Pricing and Cost Advice

"In terms of this particular product usage, my clients currently only use per-user licenses."
"If one is very cheap and ten is expensive, I rate the product price as a seven out of ten."
"We were customers and bought licenses from them. We used their remote instance initially but upgraded to the on-device version due to lag. For pricing, we paid about 2200 pounds a year per seat for the client installation at an educational rate. I'm not sure about commercial rates. I managed to get a free copy at BBC since it was for evaluation purposes."
"[The] Orbus... pricing model was based on every single functionality having a price. The pricing was comparable but if we wanted to scale, it would have ended up being a lot more expensive. BiZZdesign gave us one price with all of the functionality, and we could scale as much as we needed."
"The price is reasonable."
"I haven't found any issues with the scalability and licensing parts that are access-related."
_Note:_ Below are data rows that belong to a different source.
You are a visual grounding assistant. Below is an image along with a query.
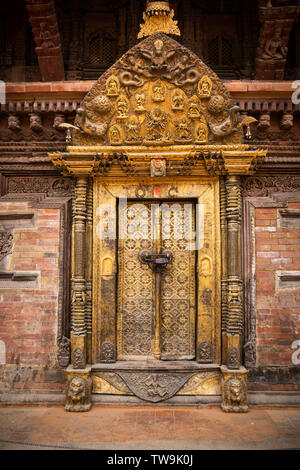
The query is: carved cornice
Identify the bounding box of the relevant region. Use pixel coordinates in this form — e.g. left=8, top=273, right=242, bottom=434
left=49, top=145, right=267, bottom=176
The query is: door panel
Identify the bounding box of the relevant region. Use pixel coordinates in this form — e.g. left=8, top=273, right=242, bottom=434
left=117, top=201, right=196, bottom=360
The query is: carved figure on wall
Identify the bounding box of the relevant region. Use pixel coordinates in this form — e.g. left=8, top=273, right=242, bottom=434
left=139, top=39, right=176, bottom=74
left=198, top=341, right=213, bottom=363
left=29, top=113, right=43, bottom=132
left=86, top=95, right=111, bottom=114
left=7, top=114, right=21, bottom=131
left=280, top=113, right=294, bottom=131
left=145, top=107, right=169, bottom=142
left=172, top=90, right=185, bottom=111
left=257, top=113, right=271, bottom=130
left=195, top=121, right=208, bottom=144
left=207, top=95, right=225, bottom=114
left=57, top=336, right=71, bottom=367
left=261, top=27, right=288, bottom=60
left=198, top=75, right=212, bottom=98
left=65, top=377, right=92, bottom=411
left=227, top=347, right=240, bottom=369
left=0, top=230, right=14, bottom=261
left=165, top=48, right=200, bottom=86
left=150, top=158, right=167, bottom=177
left=188, top=95, right=200, bottom=119
left=40, top=22, right=55, bottom=49
left=116, top=95, right=129, bottom=119
left=53, top=114, right=65, bottom=131
left=72, top=348, right=85, bottom=369
left=100, top=341, right=115, bottom=362
left=174, top=117, right=192, bottom=142
left=134, top=91, right=146, bottom=113
left=125, top=115, right=141, bottom=143
left=209, top=106, right=240, bottom=137
left=105, top=75, right=120, bottom=96
left=152, top=80, right=166, bottom=102
left=222, top=377, right=248, bottom=412
left=108, top=124, right=123, bottom=145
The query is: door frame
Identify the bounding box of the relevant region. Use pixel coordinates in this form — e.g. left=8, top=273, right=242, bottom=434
left=92, top=177, right=221, bottom=364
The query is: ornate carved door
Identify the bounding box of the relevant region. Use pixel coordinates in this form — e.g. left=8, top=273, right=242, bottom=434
left=117, top=200, right=196, bottom=360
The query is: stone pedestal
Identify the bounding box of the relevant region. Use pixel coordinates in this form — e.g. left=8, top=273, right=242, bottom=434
left=221, top=366, right=248, bottom=413
left=65, top=366, right=92, bottom=411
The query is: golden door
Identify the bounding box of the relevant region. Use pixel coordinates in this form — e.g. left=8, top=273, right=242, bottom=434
left=117, top=200, right=196, bottom=360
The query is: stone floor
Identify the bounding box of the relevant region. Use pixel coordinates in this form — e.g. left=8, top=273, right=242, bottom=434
left=0, top=405, right=300, bottom=450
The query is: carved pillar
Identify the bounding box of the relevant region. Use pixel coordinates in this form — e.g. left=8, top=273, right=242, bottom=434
left=220, top=175, right=248, bottom=412
left=86, top=178, right=93, bottom=363
left=220, top=178, right=228, bottom=364
left=225, top=175, right=243, bottom=369
left=71, top=177, right=88, bottom=369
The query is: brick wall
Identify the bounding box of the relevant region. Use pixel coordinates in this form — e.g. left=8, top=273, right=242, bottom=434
left=255, top=202, right=300, bottom=368
left=0, top=202, right=62, bottom=390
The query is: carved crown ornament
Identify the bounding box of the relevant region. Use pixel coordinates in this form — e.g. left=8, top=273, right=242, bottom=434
left=49, top=33, right=266, bottom=176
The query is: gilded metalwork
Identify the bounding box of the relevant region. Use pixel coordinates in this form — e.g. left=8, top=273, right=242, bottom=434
left=65, top=367, right=92, bottom=412
left=221, top=366, right=248, bottom=413
left=138, top=1, right=180, bottom=39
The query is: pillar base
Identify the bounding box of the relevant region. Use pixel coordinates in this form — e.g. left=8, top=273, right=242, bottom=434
left=65, top=366, right=92, bottom=412
left=221, top=366, right=248, bottom=413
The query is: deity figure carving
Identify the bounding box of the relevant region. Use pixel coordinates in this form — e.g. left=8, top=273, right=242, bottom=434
left=280, top=113, right=294, bottom=131
left=7, top=114, right=21, bottom=131
left=257, top=113, right=271, bottom=130
left=134, top=91, right=146, bottom=113
left=108, top=124, right=122, bottom=145
left=116, top=95, right=129, bottom=119
left=53, top=114, right=65, bottom=131
left=105, top=75, right=120, bottom=96
left=174, top=117, right=192, bottom=142
left=139, top=39, right=175, bottom=74
left=125, top=115, right=141, bottom=142
left=65, top=377, right=92, bottom=411
left=152, top=80, right=166, bottom=102
left=145, top=107, right=169, bottom=142
left=188, top=95, right=200, bottom=119
left=29, top=113, right=43, bottom=132
left=86, top=95, right=111, bottom=117
left=150, top=158, right=167, bottom=177
left=195, top=121, right=208, bottom=144
left=207, top=95, right=225, bottom=114
left=261, top=27, right=288, bottom=61
left=222, top=376, right=248, bottom=412
left=198, top=75, right=212, bottom=98
left=165, top=48, right=200, bottom=86
left=172, top=90, right=184, bottom=111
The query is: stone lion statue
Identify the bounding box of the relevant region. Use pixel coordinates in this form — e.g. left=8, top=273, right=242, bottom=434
left=65, top=377, right=92, bottom=411
left=222, top=377, right=248, bottom=412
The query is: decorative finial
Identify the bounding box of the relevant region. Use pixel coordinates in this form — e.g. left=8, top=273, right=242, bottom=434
left=138, top=0, right=180, bottom=39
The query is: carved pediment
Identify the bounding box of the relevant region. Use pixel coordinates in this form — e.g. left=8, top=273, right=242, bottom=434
left=49, top=33, right=266, bottom=176
left=73, top=33, right=243, bottom=146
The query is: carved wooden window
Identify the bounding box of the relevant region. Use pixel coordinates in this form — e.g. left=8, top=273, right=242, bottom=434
left=89, top=31, right=116, bottom=65
left=208, top=36, right=233, bottom=66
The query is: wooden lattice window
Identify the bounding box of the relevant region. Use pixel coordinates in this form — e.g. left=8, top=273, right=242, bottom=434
left=89, top=31, right=115, bottom=65
left=208, top=36, right=233, bottom=66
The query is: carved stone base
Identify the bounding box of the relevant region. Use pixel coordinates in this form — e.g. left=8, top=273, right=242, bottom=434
left=65, top=366, right=92, bottom=411
left=221, top=366, right=248, bottom=413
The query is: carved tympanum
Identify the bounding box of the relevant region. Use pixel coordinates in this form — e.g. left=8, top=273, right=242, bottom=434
left=72, top=33, right=243, bottom=146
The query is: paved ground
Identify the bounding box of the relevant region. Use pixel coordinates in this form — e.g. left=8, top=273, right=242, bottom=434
left=0, top=406, right=300, bottom=450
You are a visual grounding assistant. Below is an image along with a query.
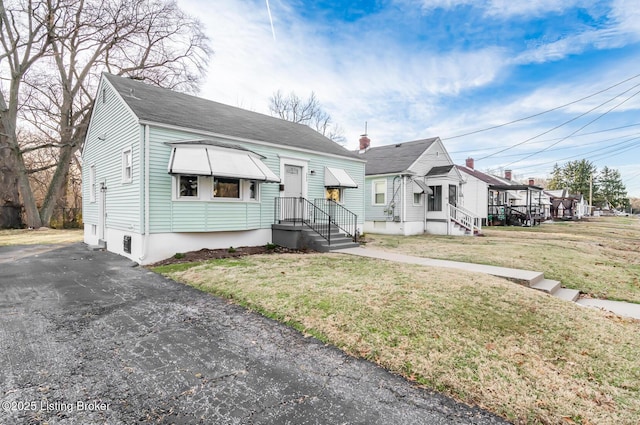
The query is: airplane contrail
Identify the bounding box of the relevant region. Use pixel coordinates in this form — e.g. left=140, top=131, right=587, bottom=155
left=266, top=0, right=276, bottom=41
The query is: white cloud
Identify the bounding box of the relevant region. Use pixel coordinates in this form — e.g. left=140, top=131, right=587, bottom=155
left=410, top=0, right=593, bottom=18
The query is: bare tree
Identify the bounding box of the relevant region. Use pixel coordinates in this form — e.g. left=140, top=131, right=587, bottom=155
left=0, top=0, right=211, bottom=227
left=269, top=90, right=345, bottom=143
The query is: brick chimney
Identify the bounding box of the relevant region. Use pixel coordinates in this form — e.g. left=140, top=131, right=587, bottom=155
left=360, top=134, right=371, bottom=151
left=504, top=170, right=511, bottom=181
left=466, top=158, right=474, bottom=170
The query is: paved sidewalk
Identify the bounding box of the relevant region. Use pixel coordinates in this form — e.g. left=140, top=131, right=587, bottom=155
left=334, top=247, right=543, bottom=282
left=333, top=243, right=640, bottom=320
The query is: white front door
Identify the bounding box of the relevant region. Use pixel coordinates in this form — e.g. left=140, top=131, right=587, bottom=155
left=284, top=165, right=303, bottom=198
left=282, top=164, right=304, bottom=220
left=98, top=181, right=107, bottom=241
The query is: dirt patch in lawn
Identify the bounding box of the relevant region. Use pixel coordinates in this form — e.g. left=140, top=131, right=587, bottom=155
left=149, top=244, right=315, bottom=267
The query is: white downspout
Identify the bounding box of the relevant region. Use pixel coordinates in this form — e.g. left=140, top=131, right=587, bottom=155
left=422, top=179, right=429, bottom=233
left=400, top=176, right=407, bottom=235
left=140, top=124, right=150, bottom=262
"First and foremost within the scope of improvement for the solution would be the cost. It's very costly..."
"The pricing model is slightly on the high side and could be more competitive for long-term partnerships."
"In the time that I've used it, we've doubled up the amount of dollars on our intended projects."
"When we went through that process, I believe it is competitive with others on the market. However, there are less expensive options available. It's a more premium offering at a higher price."
"I don't think we have necessarily purchased everything that I would have liked to have seen."
"We have several hundred licenses. It costs us several hundred thousand dollars a year."
"We have portfolio managers, resource managers, project managers, and time reporting licenses. These are the licenses that we have."
"The cost of other pieces and integrating them in needs improvement."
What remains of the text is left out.